We note that while other potentially disease-modifying treatments for PAH such as
sotatercept (brand name Winrevair; FDA approval in March 2024 in PAH) and potentially
seralutinib (Phase III registrational study expected to commence by mid-2025 under
a global licensing agreement with the Chiesi Group) are leading CS1 in terms of clinical progress, VPA’s well-established safety and
tolerability profile (CS1 is a controlled release formulation of VPA), CS1’s favourable
safety profile to date in clinical studies, and its convenient dosing could be key
differentiators if disease modification is proved.

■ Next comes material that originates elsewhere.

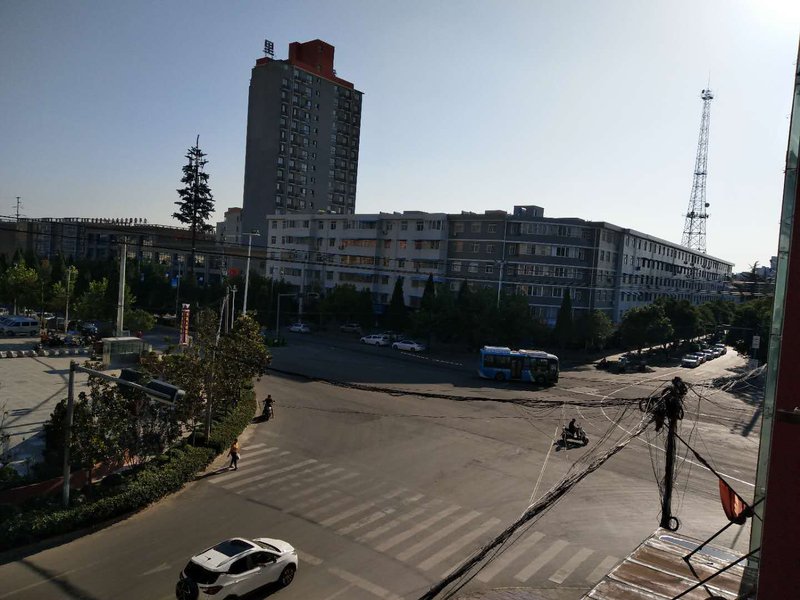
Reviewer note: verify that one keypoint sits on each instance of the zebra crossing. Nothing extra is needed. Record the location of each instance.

Safety and tolerability are important considerations, given the co-morbidities related
to PAH and fragility of patients. Most recently, Keros Therapeutics terminated its Phase II clinical trial (TROPOS) in PAH due to pericardial effusion adverse events
seen during the trial. The approved drug Winrevair, while effective in patient subgroups,
is also associated with significant adverse events, such as nosebleeds (epistaxis;
22.1%), telangiectasia (16.9%) and serious bleeding events (5.2%) as reported in the
recently published SOTERIA trial results, an open label long-term follow-up study
evaluating sotatercept in PAH. Notably, the independent Institute for Quality and
Efficiency in Health Care, in a report commissioned by Germany’s Federal Joint Committee (G-BA), determined that sotatercept
does not provide an added benefit for adult patients with PAH, which is classified
as WHO Functional Class II to III. Moreover, the drug is administered through subcutaneous
injections, which is less convenient than the oral dosing for CS1.
While market estimates for Winrevair peak sales potential are as high as US$5bn, we
have used more conservative assumptions with CS1, projecting peak sales of US$2bn.
We leave our peak sales estimates and PoS for CS1 unchanged for now, but will revisit
our assumptions as the drug progresses through the clinic. Reflecting the aforementioned
changes, our rNPV for CS1 updates to SEK12.6/share, from SEK13.1/share previously.
Note that the biggest driver for this change is the pushback on the expected commercialisation
timelines.
For CS014, we keep our long-term market assumptions unchanged, but raise our PoS to
10% (from 7.5% previously) to reflect the positive completion of the SAD portion of
the Phase I study and the acceptable safety profile demonstrated to date. This results
in our rNPV for the asset increasing to SEK1.8/share, from SEK1.3/share previously.
We continue to exclude CS585, the company’s preclinical asset, from our valuation,
which should add to the upside potential on successful clinical transition. We await
further updates on the clinical transition plans for this asset before incorporating
it in our estimates.
We have rolled forward our model for the FY24 results and have updated our valuation
to incorporate the updated clinical plan and timelines for CS1, the increased PoS
for CS014 and the latest net debt figure (SEK62.8m at end-Q424, including SEK127.6m
in gross cash and SEK190.4m in debt). Reflecting these changes, our valuation for
Cereno shifts slightly to SEK14.2/share, from SEK14.3/share previously (Exhibit 12).